Prime Minister Hun Sen rejected the possibility of negotiating with the former CNRP yesterday, maintaining that jailed opposition figures Kem Sokha and Um Sam An will not be pardoned, and that there would “be no second Paris peace agreement”.
Sokha, president of the Cambodia National Rescue Party, was arrested on widely decried charges of “treason” in September. Two months later, the CNRP – the nation’s only viable opposition party – was forced to disband at the government’s behest and 118 of its senior members were banned from politics for five years. Many fled the country fearing arrest, and party members who remained reported increased surveillance and pressure to defect to the ruling party.

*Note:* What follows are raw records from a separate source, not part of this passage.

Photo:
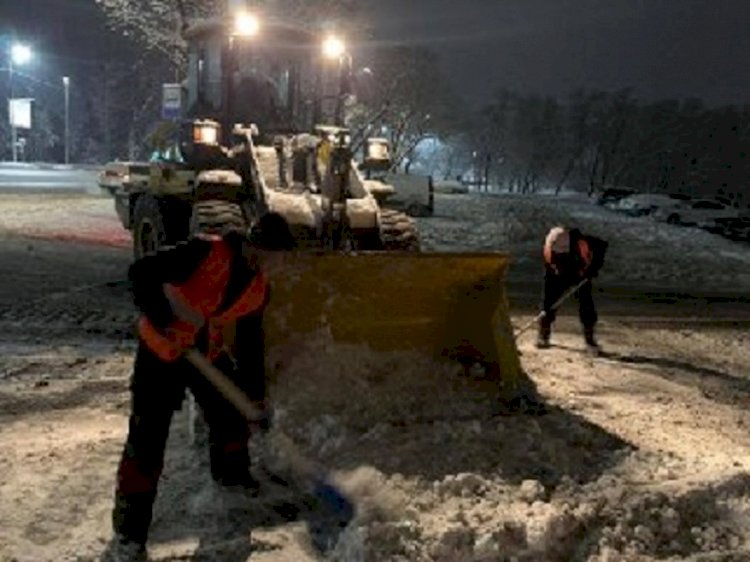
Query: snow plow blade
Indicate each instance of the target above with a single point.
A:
(376, 337)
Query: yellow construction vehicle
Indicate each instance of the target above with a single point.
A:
(361, 325)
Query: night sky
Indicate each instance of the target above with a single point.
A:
(660, 48)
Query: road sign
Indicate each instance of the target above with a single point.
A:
(19, 112)
(171, 107)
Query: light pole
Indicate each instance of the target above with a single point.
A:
(66, 84)
(19, 55)
(334, 48)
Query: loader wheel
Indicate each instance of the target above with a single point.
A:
(398, 231)
(220, 214)
(158, 222)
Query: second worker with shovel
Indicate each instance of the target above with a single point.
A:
(571, 259)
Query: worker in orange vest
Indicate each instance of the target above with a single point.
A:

The premier yesterday claimed an unnamed member of the 118 had messaged him “respectfully”, calling him “uncle” and requesting that they be allowed to re-enter the political arena.
“For the people whose political rights have been suspended, there is no law to hand back the right,” Hun Sen said, adding “this is the result of national betrayal, and this is the last message”.
In fact, there also appears to be no law permitting the 118 to be suspended in the first place. Though hasty amendments to the country’s Political Parties Law – rammed through by Hun Sen’s Cambodian People’s Party last year – empowered the Supreme Court to forcibly disband or suspend parties at the request of the Ministry of Interior, they did not account for the suspension of specific individuals.
Sokha’s arrest, meanwhile, has spurred near-universal international condemnation and repeated calls for his unconditional release. However, Hun Sen yesterday said jailed opposition figures should not expect pardons.
“Now citizens don’t think who is in jail, who is outside the country or which party is dissolved,” he said. “And for those who are already in jail, don’t expect to get pardon from Hun Sen for the third time.”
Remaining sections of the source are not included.